”Sono gli imprenditori a cercare interlocutori e accomodamenti di tipo collusivo con il potere politico e con quello mafioso, in una forma di capitalismo politico-criminale dove gli scambi occulti permettono di restare sul mercato e sopravvivere economicamente”. A evidenziare un dato in controtendenza è l’ultimo rapporto della Fondazione Res ”Alleanze nell’ombra, mafie ed economie locali in Sicilia e nel Mezzogiorno” presentato oggi a Palermo.
”I costi economici della presenza mafiosa nei diversi territori – si legge nella relazione – raggiungono nelle zone ad alta densità mafiosa una percentuale in rapporto al Pil superiore al 2,5% con un picco vicino al 3% in Campania”. I settori privilegiati dalla criminalità organizzata sono ancora quelli legati a forme di regolazione pubblica, smentendo così ”particolari abilità manageriali e finanziarie dei mafiosi soprattutto nei settori innovativi come quello delle energie rinnovabili che interessa prevalentemente per le attività connesse al ciclo del cemento e alla realizzazione delle infrastrutture”. Per realizzare la ricerca della Fondazione Res sono state fatte 85 interviste tra magistrati, giornalisti, imprenditori, esponenti delle forze dell’ordine e i lavori sono stati coordinati da 15 ricercatori degli atenei di Palermo, Catania, Catanzaro, Napoli, Torino.

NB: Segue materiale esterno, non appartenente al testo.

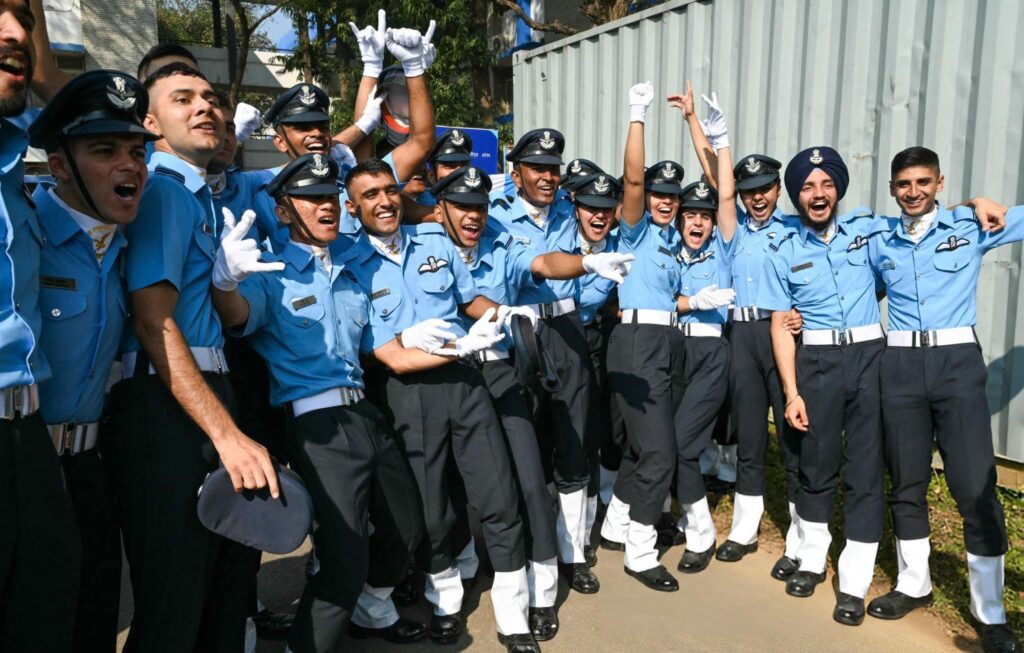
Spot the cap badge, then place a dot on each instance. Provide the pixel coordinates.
(321, 167)
(120, 96)
(306, 96)
(547, 141)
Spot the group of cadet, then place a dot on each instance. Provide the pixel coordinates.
(530, 349)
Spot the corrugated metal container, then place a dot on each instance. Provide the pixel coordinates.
(867, 77)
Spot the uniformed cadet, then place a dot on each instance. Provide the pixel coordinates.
(39, 551)
(832, 379)
(933, 387)
(501, 267)
(92, 132)
(169, 421)
(414, 273)
(754, 382)
(645, 352)
(541, 217)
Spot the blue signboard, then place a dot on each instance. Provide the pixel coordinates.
(485, 154)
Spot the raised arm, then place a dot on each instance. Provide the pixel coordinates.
(641, 96)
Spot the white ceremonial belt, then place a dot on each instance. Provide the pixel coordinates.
(749, 314)
(485, 355)
(328, 399)
(554, 309)
(932, 338)
(74, 438)
(700, 330)
(18, 401)
(649, 316)
(852, 336)
(207, 359)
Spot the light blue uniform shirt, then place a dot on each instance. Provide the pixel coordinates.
(653, 280)
(430, 281)
(933, 285)
(84, 312)
(709, 266)
(172, 240)
(22, 362)
(310, 325)
(752, 247)
(833, 286)
(508, 215)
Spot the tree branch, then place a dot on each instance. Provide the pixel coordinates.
(557, 27)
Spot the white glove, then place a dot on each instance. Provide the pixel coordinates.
(371, 117)
(371, 42)
(712, 297)
(505, 312)
(714, 126)
(247, 121)
(610, 265)
(408, 46)
(239, 256)
(641, 96)
(428, 335)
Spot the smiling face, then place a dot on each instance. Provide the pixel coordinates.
(320, 214)
(375, 201)
(914, 189)
(185, 113)
(663, 207)
(695, 226)
(464, 222)
(761, 203)
(537, 182)
(17, 55)
(113, 169)
(818, 199)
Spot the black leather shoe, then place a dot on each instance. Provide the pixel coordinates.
(802, 583)
(784, 567)
(544, 623)
(693, 562)
(896, 605)
(272, 626)
(610, 545)
(733, 551)
(522, 643)
(657, 578)
(444, 629)
(849, 609)
(581, 577)
(999, 639)
(401, 632)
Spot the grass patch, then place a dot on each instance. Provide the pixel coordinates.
(948, 559)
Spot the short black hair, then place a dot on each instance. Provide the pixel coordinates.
(911, 158)
(369, 167)
(164, 49)
(174, 68)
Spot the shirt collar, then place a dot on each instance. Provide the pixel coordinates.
(194, 181)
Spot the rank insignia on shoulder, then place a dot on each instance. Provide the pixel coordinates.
(305, 301)
(951, 244)
(58, 283)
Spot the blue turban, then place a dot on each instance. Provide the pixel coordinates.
(801, 167)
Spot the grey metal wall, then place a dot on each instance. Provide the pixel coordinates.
(867, 77)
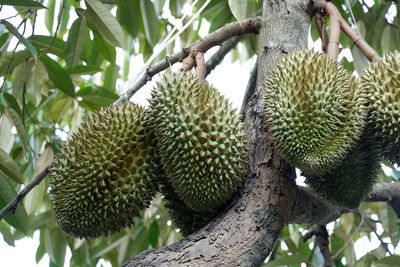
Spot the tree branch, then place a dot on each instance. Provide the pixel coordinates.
(217, 37)
(11, 206)
(251, 86)
(251, 25)
(322, 240)
(218, 56)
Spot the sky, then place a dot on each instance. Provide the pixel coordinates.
(231, 80)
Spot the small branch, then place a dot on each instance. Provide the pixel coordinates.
(251, 86)
(335, 18)
(365, 48)
(201, 68)
(319, 21)
(370, 226)
(218, 56)
(217, 37)
(384, 192)
(322, 240)
(349, 239)
(24, 191)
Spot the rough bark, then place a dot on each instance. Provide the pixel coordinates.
(245, 233)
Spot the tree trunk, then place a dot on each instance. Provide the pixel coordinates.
(245, 233)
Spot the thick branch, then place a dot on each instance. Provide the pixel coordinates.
(251, 25)
(23, 192)
(215, 38)
(251, 86)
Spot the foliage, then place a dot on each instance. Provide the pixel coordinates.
(54, 77)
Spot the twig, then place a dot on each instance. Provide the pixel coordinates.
(251, 25)
(251, 86)
(226, 46)
(322, 240)
(384, 244)
(335, 18)
(201, 68)
(349, 239)
(11, 206)
(322, 31)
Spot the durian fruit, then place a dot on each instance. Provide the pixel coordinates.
(184, 218)
(104, 176)
(200, 140)
(315, 110)
(350, 182)
(382, 80)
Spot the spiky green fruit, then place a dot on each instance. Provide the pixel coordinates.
(314, 109)
(184, 218)
(382, 80)
(350, 182)
(200, 140)
(104, 176)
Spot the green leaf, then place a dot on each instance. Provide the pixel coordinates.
(107, 50)
(393, 260)
(7, 235)
(22, 4)
(105, 23)
(6, 136)
(154, 232)
(41, 250)
(49, 15)
(110, 76)
(150, 21)
(75, 42)
(128, 15)
(238, 8)
(21, 38)
(59, 76)
(85, 70)
(9, 62)
(287, 260)
(96, 97)
(42, 43)
(19, 219)
(10, 167)
(20, 76)
(55, 245)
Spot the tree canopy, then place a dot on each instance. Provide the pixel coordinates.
(61, 60)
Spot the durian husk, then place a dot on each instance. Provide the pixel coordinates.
(382, 80)
(200, 140)
(349, 183)
(104, 175)
(315, 110)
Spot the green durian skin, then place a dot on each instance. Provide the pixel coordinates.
(349, 183)
(104, 175)
(200, 140)
(184, 218)
(315, 110)
(382, 80)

A finire sotto la lente dei ricercatori sono stati i rapporti tra mafiosi e imprenditori a Palermo, i settori dell’edilizia e degli appalti nella provincia di Trapani, la grande distribuzione commerciale a Catania, il settore dei trasporti nella Sicilia orientale, la sanità nella provincia di Reggio Calabria e i lavori per l’ammodernamento dell’autostrada Salerno-Reggio e, ancora, lo smaltimento dei rifiuti a Caserta e il mercato del falso a Napoli. Alla presentazione del rapporto sono intervenuti il presidente di Confindustria Sicilia, Ivan Lo Bello, l’assessore regionale all’Istruzione, Mario Centorrino, il professore Giovanni Fiandaca e il direttore generale Unicredit Roberto Nicastro.